Matt Sergeant wrote:

On 6 Mar 2005, at 04:06, Bob wrote:

Would this mean any change for pperling plugins?


It shouldn't do.

I'd like to have qpsmtpd and gatling and tinydns
running faster than wire speed, beat the ddossing
maggots that way.


Not sure how you have things running faster than wire speed, but whatever floats your boat :-)

...slow wire! About the KBytesps you were testing.

Could you fork off a tarpit, qpsmtpd DONE, and

Tarpitting is trivial with this setup - no need to fork off and forget it because extra connections don't use up any more CPU/memory, so you just keep hold of the connection and tarpit for as long as you want.

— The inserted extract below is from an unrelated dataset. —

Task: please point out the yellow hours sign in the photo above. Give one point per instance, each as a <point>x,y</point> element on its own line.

[Though I do need to write a tarpit module to do this, but it's like 20 lines of code]

Matt.

Experience informs us that will not mean too many extra connections(double max connect, so what), and it just needs to handle a reset once in a while to convince the mark to stay with us until our choice of timeout. People are saying they can tarpit connections for days, and many aren't even smart enough to request at intervals --tarpitting cause somebody to realize they have a trojaned pc.

All a big ISP would need to survive a bulk flood would
be something like a twenty second tarpit. Allegedly half
of the connections can be finessed to hang on for days
with reset support, honeypots should do that.

My aim is to tarpit the dictionary scans to pre-occupy
their scouts, their eyes, and to make them expose more
IP's during dictionary scans, as well as more cycles.
I guess they can play "assymetrical", too, though.

It's better to honeypot tarpit than greylist the first
attempt, because too many are too stupid to come
back, but stupid enough to hang around, tarpitted.
Rule one,"When in doubt, fail to do no harm".